Terkuaknya kasus rabies yang menyerang Provinsi Bali akhir November lalu sungguh memprihatinkan karena Pulau Dewata itu sedari dulu termasuk kawasan daerah bebas rabies.
Sebanyak delapan desa di Kecamatan Kuta Selatan, Kabupaten Badung, Bali, positif dinyatakan terkena wabah rabies yang menyerang hewan anjing. Penetapan tersebut, berdasarkan gejala klinis yang tampak, baik pada hewan penular rabies khususnya anjing, maupun korban manusia, epidemiologi penyakit, dan hasil pengujian secara laboratoris di Balai Besar Veteriner (BBVet) Denpasar.
Demikian diungkapkan Turni Rusli Syamsudin, Direktur Kesehatan Masyarakat Veteriner, Ditjen Peternakan, Deptan. Turni menambahkan, kasus itu dikonfirmasi ulang di BBVet Maros pada 28 November 2008 terhadap warga masyarakat di Desa Ungasan, Kadonganan, dan Jimbaran, Kecamatan Kuta dan Kuta Selatan.
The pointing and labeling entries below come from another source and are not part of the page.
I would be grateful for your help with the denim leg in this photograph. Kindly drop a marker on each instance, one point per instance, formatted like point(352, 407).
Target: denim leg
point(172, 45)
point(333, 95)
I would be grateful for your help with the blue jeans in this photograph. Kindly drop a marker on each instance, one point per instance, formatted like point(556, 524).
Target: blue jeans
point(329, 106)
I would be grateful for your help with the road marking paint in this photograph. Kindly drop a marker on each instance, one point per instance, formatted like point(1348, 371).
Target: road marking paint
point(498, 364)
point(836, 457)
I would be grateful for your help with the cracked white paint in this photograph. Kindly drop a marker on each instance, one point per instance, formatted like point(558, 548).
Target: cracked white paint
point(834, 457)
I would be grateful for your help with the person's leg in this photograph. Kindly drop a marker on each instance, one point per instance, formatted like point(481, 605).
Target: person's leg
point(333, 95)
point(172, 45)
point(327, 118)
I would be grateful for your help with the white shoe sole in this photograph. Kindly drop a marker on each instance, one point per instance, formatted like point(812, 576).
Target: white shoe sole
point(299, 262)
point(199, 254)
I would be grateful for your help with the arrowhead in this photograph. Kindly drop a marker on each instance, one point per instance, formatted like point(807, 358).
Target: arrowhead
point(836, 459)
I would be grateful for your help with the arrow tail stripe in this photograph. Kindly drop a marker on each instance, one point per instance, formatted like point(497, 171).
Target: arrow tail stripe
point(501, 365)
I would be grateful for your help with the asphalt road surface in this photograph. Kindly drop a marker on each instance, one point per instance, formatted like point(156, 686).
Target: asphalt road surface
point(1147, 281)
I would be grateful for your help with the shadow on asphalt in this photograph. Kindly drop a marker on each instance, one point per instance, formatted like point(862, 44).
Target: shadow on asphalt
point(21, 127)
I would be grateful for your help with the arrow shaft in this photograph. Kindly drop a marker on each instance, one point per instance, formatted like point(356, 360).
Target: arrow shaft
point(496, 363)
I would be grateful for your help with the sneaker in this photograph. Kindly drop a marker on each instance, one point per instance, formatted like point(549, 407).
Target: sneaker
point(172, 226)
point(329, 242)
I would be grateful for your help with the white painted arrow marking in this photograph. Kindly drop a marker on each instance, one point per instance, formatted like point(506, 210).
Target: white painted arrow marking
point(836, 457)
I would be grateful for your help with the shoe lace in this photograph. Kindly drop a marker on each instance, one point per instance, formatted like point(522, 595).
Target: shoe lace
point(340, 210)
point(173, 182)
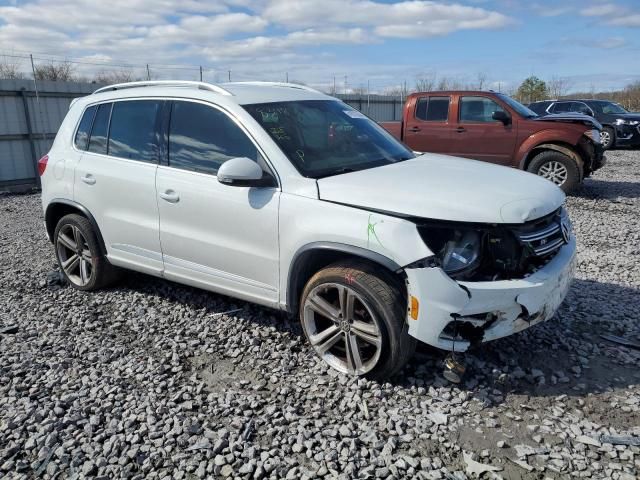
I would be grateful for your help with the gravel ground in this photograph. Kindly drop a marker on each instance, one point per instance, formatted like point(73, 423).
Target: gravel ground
point(155, 380)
Gencarkan Vaksinasi Rabies
Sebelumnya Bali merupakan daerah yang terbebas dari rabies, tetapi setelah adanya wabah tersebut wilayah ini menjadi daerah terkena. Untuk mengatasinya, pemerintah melaksanakan vaksinasi massal terhadap anjing peliharaan dan mendata populasi dan pemilik anjing serta memberikan sosialisasi kepada masyarakat. “Anjing-anjing liar yang berkeliaran dan tidak ada yang memelihara, akan dimusnahkan dengan cara memberikan vaksin yang mematikan (racun) melalui pembiusan,” jelas Turni melalui telepon.
Sementara, Anak Agung Gde Putra, dari BBVet Denpasar, mengungkap, pada 20 dan 21 Dessember 2008 telah dilakukan gerakan vaksinasi massal dan serentak di 72 banjar. Pihaknya mengerahkan lebih dari 220 personel dengan hasil sampai saat ini 3.054 ekor telah divaksinasi dan 351 eliminasi (data kumulatif). “Kita akan melakukan validasi data populasi anjing di Semenanjung Bukit agar dapat menetapkan coverage vaksinasi, masih ada anjing yang sulit di-handle sehingga belum memperoleh vaksinasi. Demikian juga anjing liar,” ungkap Gde Putra.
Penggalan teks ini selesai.